Everyone posts New Year’s resolutions. I don’t so much do resolutions as goals. And I would like to try and make them realistic goals, so I don’t frustrate myself. The uber-healthy diet and sculpted beach-body? Not gonna happen. I’m going to try something more amenable to my couch-potato self.
I have talked about being in the midst of a great burnout. No creativity at all. 2018 was horrific, writing-wise. I totaled 89,672 words—and 73,218 of them were blog or other non-fiction writing words. Compare that to 2017, when my total words were 405,116, with 326,542 of those being fiction, and you can see how badly I fell off the workhorse.
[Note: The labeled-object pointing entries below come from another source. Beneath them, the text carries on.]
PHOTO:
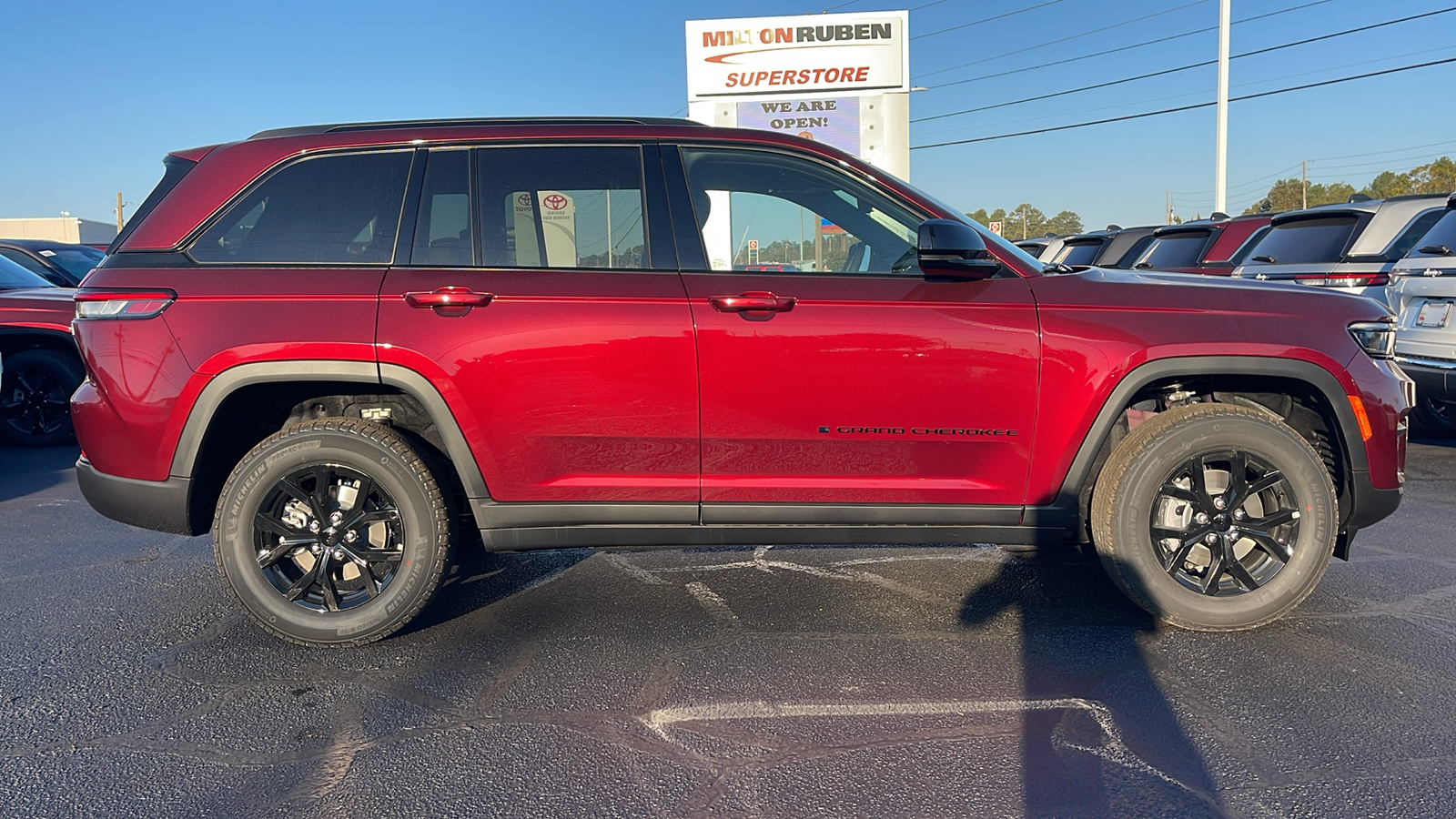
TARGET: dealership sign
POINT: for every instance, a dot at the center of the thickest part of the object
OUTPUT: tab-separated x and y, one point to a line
798	56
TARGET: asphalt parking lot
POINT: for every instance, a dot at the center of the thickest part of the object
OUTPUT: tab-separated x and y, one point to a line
948	681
So what am I aiming for this year? I have no specific word count in mind, but I do have two goals I want to reach:
- Finish revising Veritas.
- Re-release The Witch of Zal with new cover and illustrations.
Both are doable. I intend to do them.
Over this holiday, I have been trying to sleep more, to get out of the spiral of exhaustion and anxiety that I’ve been in for months. I think it is helping. I have an interest in getting back to revising Veritas, which I have been avoiding for quite some time. There’s a new angle I want to lay into the existing framework that intrigues me–and scares me, as I am not certain I can pull it off. But I want to try, which is huge step forward.
So that’s my master plan for 2019. Not Earth-shattering, for sure. But within my reach. The burnout took a long time to set in fully, it make take some time to climb my way out of it. But I pledge to be kind to myself, to try and focus on taking better care of myself, and hopefully get back on that writing workhorse again.
What goals have you set for yourself this year?
A Muddy Revision Slog
I am finally getting back to writing. Not drafting right now, but revising something I have been putting off. Sometimes revision is clear and straightforward. In fact, I usually prefer revising to drafting. But this time the revisions are difficult—muddy.
In theory, I know what to do. Among other things, I am shoring up the “goals” in my protagonist’s scenes. Making clear what she wants. Because the feedback I got was that her goal got muddy after the first few chapters and therefore the reader lost interest in all the confusion.
So I have sharpened in my mind the overall story goal—the one that drove her from the beginning. But I am having trouble bringing that goal to the surface in all the scenes, because sometimes the scene goal necessarily overshadows the book goal. When you’ve been imprisoned and tortured, the immediate goals of survival and escape take precedence over all else. So maybe I have the wrong story goal altogether and that’s why I’m having so much trouble with it. And sometimes what the character thinks they want and what they actually need are not the same. And sometimes what they want changes over time. So I’m slogging along but not sure I’m making the story any better—I may be muddying it further.
The second part of the revision is my struggle with the Points of View (POV). I have 3 POV characters—but have been told that I should lose two of them. One is the villain (an adult), and the advice I got is that adult POVs have no place in YA. Unfortunately for me, I love this villain and find her very interesting, so it’s killing me to lose her POV. I also need to find a way to get some info that only that character knows into the story so the reader can know it, too.
I disagree with losing the second POV, as it is the twin brother of the main character. The genre is also space opera, which by its nature has a large canvas and usually needs more than one POV to tell the complete story. So I am trying to tie his POV closer to the main character’s to make his POV more relevant, as well as trying to find other ways to tell his part of the story that may involve the main character.
Again, not sure if I am helping or muddying at this point.
I’ll just push through the mud and then take a look at the finished whole and see what I think. I’m not totally happy with the way the revisions are going, but that doesn’t necessarily mean they’re not actually going well. It’s just that right now there’s so much mud I can’t find the solid ground underneath.
So, fellow scribes, how do you know if your revision is making your story better or worse?